Waldin got up and dusted his knee. ‘But amusing? Not boring?’
‘Not in the least.’
‘So, my niece. You see how it can be fun, even with an ugly old bear like myself. And now that we have that settled, I want you to tie your favour round my arm, and I’ll take you, my lady,’ he bowed so low his forehead almost touched the ground, ‘for a ride.’
Obediently, Gwenn pulled a ribbon from one of her plaits and wound it round a well-muscled arm. ‘About the ride, Uncle, I had other plans.’ Gwenn had no liking for Waldin’s brutish warhorse, Emperor. He was a big devil whose coat shone like polished ebony. He terrorised the other horses in the stable, and broke his fast by taking chunks out of the grooms. Gwenn valued her skin enough to stay clear of him.

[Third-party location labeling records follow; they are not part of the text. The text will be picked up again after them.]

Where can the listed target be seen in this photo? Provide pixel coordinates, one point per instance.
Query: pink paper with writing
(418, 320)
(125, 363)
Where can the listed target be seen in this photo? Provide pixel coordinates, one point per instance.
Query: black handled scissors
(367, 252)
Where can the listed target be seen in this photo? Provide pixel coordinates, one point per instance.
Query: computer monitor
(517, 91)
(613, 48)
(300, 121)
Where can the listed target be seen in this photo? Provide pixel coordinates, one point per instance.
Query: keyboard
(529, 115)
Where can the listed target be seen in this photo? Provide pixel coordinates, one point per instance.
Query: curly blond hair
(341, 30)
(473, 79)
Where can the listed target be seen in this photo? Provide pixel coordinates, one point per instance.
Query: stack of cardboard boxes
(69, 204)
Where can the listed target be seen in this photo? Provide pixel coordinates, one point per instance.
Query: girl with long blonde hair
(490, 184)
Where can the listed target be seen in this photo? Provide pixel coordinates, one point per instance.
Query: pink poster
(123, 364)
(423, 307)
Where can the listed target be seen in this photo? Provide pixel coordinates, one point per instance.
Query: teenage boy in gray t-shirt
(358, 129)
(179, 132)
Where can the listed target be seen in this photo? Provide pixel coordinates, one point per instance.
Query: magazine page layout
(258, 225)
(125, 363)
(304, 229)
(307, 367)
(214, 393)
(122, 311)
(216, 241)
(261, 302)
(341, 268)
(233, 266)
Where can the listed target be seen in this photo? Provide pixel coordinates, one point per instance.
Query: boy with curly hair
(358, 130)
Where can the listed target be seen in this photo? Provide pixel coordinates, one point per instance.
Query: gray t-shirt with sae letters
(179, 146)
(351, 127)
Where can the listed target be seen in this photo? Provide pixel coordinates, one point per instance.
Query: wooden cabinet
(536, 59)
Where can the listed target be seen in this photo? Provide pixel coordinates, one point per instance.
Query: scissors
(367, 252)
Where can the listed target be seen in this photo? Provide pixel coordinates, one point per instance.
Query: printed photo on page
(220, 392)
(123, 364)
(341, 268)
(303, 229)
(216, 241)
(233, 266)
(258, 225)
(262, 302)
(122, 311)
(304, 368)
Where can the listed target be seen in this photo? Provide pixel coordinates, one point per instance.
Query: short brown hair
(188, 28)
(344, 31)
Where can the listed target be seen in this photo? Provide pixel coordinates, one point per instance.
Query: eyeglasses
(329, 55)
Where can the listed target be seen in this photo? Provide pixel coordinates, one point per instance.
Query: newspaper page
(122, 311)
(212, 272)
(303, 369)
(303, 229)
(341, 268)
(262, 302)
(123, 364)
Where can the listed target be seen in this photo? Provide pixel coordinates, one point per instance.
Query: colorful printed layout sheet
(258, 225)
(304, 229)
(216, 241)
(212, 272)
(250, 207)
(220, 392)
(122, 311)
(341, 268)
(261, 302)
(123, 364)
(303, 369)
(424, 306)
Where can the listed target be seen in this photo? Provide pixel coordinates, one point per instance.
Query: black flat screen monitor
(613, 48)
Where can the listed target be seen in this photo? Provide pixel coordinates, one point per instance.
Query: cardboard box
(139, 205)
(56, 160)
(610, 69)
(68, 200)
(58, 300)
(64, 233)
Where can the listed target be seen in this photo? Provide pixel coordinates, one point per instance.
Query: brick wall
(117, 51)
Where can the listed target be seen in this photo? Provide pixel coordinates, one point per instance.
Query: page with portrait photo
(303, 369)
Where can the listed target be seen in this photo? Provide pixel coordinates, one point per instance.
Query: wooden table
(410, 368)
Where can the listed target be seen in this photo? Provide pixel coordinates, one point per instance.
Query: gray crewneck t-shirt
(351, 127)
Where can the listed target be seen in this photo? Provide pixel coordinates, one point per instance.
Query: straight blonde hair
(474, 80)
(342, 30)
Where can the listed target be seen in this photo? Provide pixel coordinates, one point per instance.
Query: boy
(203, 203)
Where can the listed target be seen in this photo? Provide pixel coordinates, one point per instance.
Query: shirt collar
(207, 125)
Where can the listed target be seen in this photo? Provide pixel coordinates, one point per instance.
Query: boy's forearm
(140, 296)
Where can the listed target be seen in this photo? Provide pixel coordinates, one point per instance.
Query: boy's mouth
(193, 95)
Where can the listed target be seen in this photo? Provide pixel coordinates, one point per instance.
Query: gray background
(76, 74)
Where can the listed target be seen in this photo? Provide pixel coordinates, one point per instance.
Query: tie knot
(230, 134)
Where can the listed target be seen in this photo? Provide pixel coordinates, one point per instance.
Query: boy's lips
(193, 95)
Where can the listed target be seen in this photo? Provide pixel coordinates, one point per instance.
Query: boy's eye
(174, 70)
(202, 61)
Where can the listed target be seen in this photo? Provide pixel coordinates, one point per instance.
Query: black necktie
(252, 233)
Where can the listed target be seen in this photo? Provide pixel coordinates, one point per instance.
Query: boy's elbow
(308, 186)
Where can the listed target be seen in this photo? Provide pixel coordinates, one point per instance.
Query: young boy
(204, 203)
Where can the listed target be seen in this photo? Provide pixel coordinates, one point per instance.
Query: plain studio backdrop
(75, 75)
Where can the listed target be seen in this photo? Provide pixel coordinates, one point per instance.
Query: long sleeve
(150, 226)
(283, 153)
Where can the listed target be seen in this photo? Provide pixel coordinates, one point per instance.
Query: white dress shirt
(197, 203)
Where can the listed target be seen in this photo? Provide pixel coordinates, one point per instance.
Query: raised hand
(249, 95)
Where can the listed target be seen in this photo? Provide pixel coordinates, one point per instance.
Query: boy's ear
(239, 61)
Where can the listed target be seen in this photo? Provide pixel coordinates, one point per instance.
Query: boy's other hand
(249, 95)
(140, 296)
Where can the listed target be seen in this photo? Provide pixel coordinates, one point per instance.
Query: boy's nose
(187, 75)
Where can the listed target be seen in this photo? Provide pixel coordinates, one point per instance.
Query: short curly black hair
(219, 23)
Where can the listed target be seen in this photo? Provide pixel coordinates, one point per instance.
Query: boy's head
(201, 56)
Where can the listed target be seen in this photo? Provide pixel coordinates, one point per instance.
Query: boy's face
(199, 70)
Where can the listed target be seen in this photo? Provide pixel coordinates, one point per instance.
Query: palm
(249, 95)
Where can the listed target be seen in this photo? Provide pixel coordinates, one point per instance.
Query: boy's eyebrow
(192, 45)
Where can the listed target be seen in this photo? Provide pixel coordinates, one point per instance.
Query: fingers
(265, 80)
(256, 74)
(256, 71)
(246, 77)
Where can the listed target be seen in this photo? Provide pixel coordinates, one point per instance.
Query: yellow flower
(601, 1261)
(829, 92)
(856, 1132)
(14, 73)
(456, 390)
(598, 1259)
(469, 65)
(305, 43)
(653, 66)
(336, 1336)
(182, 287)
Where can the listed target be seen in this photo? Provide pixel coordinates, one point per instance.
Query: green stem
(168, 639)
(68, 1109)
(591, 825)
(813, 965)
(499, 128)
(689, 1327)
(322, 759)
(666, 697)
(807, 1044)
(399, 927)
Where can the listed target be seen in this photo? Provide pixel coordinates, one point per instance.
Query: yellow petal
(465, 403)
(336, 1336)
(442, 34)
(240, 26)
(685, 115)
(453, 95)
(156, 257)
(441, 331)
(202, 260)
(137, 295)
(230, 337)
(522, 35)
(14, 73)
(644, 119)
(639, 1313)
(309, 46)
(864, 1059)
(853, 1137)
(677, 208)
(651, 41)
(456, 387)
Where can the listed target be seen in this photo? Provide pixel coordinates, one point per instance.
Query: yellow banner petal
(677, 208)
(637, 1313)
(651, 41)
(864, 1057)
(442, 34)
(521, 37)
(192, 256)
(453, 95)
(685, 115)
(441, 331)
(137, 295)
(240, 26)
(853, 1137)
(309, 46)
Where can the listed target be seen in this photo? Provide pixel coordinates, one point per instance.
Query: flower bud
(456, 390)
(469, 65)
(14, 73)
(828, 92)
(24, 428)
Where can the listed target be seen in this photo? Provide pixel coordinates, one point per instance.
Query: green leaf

‘Surely a brave girl like you is not afraid of a horse?’ Waldin asked, innocently.
‘Afraid?’ About to deny his accusation, Gwenn caught the knowing gleam in her uncle’s eyes. ‘I’m not afraid of horses in general, but aye, I’m afraid of Emperor. That one is more dragon than horse, and I’d not go near him if I was offered all the gold in the duchy.’ Her chin inched up, daring him to mock her, but instead she saw approval in his eyes.
‘It takes courage to admit to fear,’ he said. ‘And I would far rather have a courageous girl as my niece, than some prissy little mademoiselle who lies through her teeth.’ He buckled on his sword. ‘You’re a saucy baggage. I like you, but you’re a saucy baggage.’ And chucking her with rough, ungallant affection under the chin, he marched to the stables and ducked through the door.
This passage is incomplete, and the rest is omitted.